4) Since most search engines return results using paging, I would guess you only really need the first X results. Adding a LIMIT X to your query, or better yet LIMIT Y, X where Y is the current page and X is the number of results returned per page will greatly help optimize your query if the search keywords return lots of results.

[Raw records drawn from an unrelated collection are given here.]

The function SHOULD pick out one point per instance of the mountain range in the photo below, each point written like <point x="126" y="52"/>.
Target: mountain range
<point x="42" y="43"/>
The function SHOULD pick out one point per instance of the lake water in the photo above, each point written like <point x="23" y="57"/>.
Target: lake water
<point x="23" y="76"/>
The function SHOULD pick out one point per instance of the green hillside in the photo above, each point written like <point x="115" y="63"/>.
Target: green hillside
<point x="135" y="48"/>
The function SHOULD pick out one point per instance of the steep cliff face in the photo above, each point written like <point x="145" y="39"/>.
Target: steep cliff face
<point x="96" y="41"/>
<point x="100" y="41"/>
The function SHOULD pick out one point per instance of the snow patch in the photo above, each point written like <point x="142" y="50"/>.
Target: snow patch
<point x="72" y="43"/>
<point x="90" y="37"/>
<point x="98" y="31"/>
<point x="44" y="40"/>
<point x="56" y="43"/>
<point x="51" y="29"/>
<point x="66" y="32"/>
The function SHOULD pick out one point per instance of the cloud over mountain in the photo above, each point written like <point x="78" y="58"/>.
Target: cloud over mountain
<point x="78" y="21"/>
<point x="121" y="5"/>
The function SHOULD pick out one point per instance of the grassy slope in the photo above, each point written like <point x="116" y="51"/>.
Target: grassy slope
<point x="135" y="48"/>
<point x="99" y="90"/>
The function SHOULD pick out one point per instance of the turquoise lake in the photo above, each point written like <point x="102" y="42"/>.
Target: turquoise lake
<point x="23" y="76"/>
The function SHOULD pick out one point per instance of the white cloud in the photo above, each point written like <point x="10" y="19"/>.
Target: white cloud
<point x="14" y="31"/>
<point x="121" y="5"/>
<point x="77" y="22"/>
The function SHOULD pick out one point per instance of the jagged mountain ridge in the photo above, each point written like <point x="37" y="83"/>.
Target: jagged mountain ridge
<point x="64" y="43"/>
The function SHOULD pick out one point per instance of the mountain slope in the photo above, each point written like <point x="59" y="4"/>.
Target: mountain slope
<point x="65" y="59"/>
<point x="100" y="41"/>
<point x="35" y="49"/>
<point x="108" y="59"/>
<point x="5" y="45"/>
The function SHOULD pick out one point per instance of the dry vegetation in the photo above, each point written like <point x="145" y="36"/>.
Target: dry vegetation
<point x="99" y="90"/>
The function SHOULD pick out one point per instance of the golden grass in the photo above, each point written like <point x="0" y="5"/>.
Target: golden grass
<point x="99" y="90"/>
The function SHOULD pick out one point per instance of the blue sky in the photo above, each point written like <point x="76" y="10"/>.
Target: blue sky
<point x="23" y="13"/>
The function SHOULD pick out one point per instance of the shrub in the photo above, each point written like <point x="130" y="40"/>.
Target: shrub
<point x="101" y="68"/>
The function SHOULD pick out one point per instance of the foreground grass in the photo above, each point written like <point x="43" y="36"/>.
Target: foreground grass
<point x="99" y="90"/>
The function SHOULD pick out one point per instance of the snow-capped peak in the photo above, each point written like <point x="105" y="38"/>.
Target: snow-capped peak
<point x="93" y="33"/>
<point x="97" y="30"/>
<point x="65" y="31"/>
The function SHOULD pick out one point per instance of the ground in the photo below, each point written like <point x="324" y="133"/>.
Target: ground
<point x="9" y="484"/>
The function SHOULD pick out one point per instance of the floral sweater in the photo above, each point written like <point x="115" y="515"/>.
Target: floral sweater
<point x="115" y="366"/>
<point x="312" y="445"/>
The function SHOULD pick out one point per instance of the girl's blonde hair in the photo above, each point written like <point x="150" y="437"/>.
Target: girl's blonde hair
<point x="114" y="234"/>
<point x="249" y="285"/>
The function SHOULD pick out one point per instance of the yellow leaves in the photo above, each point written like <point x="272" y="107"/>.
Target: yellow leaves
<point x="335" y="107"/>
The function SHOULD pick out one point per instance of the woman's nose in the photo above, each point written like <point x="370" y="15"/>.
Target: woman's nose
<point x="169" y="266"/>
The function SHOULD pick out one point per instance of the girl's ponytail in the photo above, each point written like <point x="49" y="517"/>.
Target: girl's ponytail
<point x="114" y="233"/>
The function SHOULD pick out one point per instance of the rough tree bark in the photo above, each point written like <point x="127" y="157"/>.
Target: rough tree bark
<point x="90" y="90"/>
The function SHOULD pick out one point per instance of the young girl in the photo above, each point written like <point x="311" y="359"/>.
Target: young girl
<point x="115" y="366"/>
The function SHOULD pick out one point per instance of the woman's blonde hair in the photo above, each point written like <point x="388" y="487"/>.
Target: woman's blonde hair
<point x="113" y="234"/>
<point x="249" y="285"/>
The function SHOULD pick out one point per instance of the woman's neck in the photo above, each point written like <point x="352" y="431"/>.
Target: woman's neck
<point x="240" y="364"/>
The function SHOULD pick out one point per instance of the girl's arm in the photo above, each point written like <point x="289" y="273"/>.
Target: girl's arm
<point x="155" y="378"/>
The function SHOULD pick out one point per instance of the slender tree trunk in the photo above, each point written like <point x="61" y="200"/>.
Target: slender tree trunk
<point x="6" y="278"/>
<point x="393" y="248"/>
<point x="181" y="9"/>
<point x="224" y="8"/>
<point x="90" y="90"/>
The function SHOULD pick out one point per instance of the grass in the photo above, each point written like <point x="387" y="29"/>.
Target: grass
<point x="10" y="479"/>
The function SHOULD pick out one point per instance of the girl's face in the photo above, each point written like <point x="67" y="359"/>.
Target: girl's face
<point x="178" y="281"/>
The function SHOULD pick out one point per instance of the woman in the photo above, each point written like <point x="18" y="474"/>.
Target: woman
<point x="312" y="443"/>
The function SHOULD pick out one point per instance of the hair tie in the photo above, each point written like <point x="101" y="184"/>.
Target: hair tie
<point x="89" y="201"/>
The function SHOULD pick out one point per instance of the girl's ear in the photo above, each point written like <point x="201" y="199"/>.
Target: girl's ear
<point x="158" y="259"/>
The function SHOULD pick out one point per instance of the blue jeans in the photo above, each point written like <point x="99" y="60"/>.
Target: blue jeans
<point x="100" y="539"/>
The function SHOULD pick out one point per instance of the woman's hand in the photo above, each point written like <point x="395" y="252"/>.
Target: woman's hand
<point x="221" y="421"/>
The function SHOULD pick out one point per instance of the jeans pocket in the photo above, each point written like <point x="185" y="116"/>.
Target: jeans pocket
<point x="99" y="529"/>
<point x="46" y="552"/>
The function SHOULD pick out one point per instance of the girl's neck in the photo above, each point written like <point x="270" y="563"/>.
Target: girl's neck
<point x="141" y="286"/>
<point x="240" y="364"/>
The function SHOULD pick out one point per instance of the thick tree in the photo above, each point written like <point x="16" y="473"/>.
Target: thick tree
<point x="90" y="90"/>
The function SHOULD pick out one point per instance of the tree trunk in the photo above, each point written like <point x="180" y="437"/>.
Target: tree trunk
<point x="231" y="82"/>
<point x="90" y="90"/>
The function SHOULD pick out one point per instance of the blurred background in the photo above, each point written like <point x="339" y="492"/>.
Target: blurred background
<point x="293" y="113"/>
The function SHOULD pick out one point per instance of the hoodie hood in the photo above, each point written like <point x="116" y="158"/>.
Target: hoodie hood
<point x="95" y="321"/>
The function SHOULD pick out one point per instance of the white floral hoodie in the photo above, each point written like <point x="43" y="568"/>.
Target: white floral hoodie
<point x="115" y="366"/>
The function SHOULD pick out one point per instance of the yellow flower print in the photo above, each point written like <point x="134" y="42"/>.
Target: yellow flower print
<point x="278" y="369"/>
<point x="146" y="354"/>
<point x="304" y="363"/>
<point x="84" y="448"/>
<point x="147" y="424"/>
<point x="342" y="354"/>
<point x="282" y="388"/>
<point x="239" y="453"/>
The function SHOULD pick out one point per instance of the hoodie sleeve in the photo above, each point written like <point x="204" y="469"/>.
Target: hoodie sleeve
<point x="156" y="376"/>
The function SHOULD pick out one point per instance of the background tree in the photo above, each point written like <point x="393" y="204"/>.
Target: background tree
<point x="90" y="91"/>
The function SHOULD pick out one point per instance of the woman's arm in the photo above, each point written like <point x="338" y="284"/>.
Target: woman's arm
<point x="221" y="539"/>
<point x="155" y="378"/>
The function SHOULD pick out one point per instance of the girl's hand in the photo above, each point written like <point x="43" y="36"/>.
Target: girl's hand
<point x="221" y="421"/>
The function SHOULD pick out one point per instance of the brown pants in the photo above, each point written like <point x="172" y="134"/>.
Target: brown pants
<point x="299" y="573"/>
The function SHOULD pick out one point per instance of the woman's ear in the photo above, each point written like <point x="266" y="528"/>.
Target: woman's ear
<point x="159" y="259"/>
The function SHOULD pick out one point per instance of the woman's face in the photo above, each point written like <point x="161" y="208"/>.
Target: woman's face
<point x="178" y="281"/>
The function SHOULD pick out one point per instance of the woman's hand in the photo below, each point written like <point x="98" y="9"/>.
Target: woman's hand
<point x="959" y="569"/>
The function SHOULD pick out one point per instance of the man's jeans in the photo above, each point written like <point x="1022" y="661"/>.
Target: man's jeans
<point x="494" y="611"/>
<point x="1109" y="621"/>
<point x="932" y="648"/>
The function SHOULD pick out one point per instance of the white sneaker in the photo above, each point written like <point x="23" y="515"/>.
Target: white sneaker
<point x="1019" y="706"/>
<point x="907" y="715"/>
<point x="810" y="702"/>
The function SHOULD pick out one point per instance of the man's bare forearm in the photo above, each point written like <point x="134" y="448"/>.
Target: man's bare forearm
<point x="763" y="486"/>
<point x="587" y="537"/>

If you can provide us with a little more information on your data, I can update my answer to reflect that.
UPDATE
Based on your responses, here is my suggested query. Unfortunately, without full text search or indexed words, there are still going to be scaling problems if either your category table or your search tag table is very large.
ORDER BY relevance DESC
HAVING relevance > 0
LIMIT $start, $results
I wouldn't normally recommend a HAVING clause but its not gonna be any worse than your RLIKE ... OR RLIKE ..., etc.
This addresses my issues #1, #3, #4 but leaves #2 still remaining. Given your example data, I would imagine that each table only has at most a few dozen entries. In that case, the inefficiency of RLIKE might not be painful enough to be worth the optimizations of one word per row but you did ask about scaling. Only an exact equality (
title = ?
) query or a starts with query (title LIKE 'foo%'
) can use indexes which are an absolute necessity if you are going to scale up the rows in any table. RLIKE and REGEXP don't fit those criteria, no matter the regular expression used (and yours is a 'contains' like query which is the worst case). (It's important to note thattitle LIKE CONCAT(?, '%')
is NOT good enough because mysql sees that it has to calculate something and ignores its index. You need to add the '%' in your application.)尝试运行查询的解释计划并查看当前不使用索引的行。有策略地为这些行添加索引。
另外,如果可能,请减少查询中 RLIKE 调用的数量,因为这些调用的成本很高。
考虑在数据库前面使用诸如 memcached 之类的东西来缓存结果以减少数据库负载。
Try running explain plan for the query and look at the rows that currently do not use an index. Add indexes strategically for those rows.
Also, if possible, reduce the number of RLIKE calls in the query, as those will be expensive.
Consider caching results to reduce database load using something like memcached in front of the database.